Он по-прежнему не заканчивал фраз. Он понял вдруг, что может сейчас вывести этого типа на чистую воду и, когда пробьет час, это зачтется ему. Может, тот ничего еще не совершил, может, не все правда, что про него болтают, но рассуждает он как предатель и этого уже довольно, чтобы расправиться с ним. Роберта вдруг осенило: сейчас нельзя выпускать этого типа из дома — так велит ему долг...

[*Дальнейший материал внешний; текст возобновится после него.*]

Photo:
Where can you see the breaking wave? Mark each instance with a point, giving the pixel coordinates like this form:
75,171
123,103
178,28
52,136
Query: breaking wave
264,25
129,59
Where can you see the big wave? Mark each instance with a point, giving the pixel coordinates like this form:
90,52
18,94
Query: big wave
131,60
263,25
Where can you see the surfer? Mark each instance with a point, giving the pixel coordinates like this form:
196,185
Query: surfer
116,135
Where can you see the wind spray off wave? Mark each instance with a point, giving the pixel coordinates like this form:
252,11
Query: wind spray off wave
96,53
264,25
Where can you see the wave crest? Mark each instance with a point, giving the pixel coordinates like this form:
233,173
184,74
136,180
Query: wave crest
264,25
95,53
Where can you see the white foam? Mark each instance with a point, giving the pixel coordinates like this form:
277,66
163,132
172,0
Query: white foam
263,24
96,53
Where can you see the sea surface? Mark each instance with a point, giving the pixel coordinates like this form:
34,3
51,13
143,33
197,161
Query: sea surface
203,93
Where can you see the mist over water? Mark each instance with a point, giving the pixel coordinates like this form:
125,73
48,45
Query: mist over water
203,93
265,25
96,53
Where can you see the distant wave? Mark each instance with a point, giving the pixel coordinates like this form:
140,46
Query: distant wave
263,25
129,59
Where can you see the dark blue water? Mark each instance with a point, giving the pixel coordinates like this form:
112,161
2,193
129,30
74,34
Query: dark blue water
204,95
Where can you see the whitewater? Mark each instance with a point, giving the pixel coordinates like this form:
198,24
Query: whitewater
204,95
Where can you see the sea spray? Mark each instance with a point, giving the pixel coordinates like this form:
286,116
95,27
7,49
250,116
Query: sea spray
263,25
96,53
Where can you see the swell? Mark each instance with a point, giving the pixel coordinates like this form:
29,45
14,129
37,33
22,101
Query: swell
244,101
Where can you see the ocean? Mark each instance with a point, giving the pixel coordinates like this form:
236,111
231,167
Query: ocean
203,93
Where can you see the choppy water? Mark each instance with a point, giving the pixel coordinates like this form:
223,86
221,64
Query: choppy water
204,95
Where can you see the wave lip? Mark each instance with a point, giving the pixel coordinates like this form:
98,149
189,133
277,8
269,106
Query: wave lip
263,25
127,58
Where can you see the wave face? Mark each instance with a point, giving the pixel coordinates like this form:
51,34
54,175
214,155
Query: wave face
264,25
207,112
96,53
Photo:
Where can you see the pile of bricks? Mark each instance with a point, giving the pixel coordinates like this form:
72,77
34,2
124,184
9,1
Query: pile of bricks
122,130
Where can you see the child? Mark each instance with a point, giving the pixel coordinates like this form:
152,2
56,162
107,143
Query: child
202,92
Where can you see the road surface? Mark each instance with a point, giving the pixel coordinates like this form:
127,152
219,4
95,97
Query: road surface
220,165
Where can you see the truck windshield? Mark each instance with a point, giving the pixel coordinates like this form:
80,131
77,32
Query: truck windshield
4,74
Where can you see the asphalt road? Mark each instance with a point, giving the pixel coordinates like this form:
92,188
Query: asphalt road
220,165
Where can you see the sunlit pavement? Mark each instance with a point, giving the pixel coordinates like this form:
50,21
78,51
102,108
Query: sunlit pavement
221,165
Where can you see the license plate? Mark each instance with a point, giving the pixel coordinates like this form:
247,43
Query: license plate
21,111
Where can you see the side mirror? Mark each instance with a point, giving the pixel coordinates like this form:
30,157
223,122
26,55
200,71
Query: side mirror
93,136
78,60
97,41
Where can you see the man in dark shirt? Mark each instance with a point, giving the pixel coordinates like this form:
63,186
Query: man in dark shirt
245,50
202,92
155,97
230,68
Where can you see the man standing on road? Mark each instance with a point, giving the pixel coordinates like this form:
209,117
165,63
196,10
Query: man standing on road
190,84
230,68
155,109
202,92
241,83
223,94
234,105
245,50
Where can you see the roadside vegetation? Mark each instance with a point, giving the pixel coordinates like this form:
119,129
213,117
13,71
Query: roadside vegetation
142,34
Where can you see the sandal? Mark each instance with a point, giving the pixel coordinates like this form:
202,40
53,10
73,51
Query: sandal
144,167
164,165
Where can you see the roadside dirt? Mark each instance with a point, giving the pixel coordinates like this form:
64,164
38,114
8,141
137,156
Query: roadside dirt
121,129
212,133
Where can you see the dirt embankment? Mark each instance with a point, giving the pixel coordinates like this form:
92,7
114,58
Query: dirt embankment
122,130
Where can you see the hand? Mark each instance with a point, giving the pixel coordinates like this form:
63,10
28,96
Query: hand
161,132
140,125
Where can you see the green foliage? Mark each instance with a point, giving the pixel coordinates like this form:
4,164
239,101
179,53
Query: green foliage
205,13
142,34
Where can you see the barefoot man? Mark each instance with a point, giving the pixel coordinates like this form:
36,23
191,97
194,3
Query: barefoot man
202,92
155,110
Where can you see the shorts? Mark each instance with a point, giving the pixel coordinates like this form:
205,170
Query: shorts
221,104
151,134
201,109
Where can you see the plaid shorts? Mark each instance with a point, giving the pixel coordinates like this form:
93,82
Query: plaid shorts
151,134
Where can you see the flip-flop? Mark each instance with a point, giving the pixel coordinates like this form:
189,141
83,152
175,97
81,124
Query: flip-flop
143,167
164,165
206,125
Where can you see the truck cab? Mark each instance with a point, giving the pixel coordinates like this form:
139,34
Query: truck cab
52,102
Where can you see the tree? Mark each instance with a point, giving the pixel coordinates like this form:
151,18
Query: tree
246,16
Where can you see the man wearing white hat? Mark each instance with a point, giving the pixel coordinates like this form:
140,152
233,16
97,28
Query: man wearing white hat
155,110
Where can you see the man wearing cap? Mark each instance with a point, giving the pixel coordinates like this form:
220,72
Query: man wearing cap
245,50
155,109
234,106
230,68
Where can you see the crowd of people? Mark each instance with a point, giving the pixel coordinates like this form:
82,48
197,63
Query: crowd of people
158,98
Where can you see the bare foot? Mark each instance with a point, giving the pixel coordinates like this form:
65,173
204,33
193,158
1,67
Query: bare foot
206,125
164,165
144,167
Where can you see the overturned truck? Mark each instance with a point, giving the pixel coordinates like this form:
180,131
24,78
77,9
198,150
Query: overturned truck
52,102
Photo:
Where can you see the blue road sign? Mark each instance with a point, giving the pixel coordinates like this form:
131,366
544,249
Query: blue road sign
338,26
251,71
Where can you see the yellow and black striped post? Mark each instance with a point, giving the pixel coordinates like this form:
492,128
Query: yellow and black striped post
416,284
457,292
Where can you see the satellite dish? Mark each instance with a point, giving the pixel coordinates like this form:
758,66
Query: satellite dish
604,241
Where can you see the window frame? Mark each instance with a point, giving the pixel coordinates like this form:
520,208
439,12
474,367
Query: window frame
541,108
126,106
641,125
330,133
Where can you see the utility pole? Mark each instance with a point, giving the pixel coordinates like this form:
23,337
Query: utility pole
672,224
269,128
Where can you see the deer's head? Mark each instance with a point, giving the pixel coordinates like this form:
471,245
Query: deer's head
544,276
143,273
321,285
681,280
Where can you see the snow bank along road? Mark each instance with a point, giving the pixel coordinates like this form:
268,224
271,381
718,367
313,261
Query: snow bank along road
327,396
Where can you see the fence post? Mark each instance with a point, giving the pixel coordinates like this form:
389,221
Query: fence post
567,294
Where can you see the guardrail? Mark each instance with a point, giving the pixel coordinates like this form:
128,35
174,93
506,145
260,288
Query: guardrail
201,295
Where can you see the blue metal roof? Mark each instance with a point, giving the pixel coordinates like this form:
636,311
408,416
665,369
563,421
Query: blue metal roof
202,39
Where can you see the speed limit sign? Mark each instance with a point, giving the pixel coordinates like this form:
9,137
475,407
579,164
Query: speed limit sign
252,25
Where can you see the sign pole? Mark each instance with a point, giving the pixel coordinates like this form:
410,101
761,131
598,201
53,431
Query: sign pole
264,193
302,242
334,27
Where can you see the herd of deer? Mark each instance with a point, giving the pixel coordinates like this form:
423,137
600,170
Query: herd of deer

Мысленно он исторгал у него немое признание: «Да, я нацист, нацист душою, короче — человек, который презирает людей, и я презираю тебя... Некоторые люди рождены властвовать над другими — рабский дух они обращают в его противоположность и благодаря этому властвуют, и ты знаешь это, и я это знаю, и черт бы взял твою жалкую ложь насчет достоинства человека... И еще потому я нацист, как ты молча именуешь меня, что я поклоняюсь самому дешевому мифу, предпочитая его мутному интеллектуализму... и плевать я хотел на твою демократию и на социализм, все это лишь ярлыки, мы, избранные, одинокие и безжалостные, нуждаемся в поклонении и мы приучаем к нему глупцов, используя их рабский дух...
Так пей же, черт побери, жалкий обманщик, и пусть вино придаст тебе смелости пойти к телефону и позвонить приятелю или знакомому, из тех, кто связан с тобой этой самой вульгарной общностью, а затем — поспеши пристукнуть человека, который не прочь покончить счеты с жизнью, только что ему самому неохота с этим возиться... Так ступай же к телефону, черт бы тебя взял, не забудь понизить голос, а после возвратись с оружием под плащом, как делали убийцы во все времена... Но поспеши, пока похоть и водка не привлекли твой взгляд к прелестям Селины, которая в рассеянности уже сбросила с себя кое-что из одежды. Поторопись же... Потому что я — воплощение всего, что ненавидишь ты, защищая свою дурацкую любовь к человеку. Одним моим существованием я отрицаю твою веру — твой оптимизм вянет, у тебя опускаются руки и иссякают силы... Так будь же героем, братом людей, а главное — правоверным!..»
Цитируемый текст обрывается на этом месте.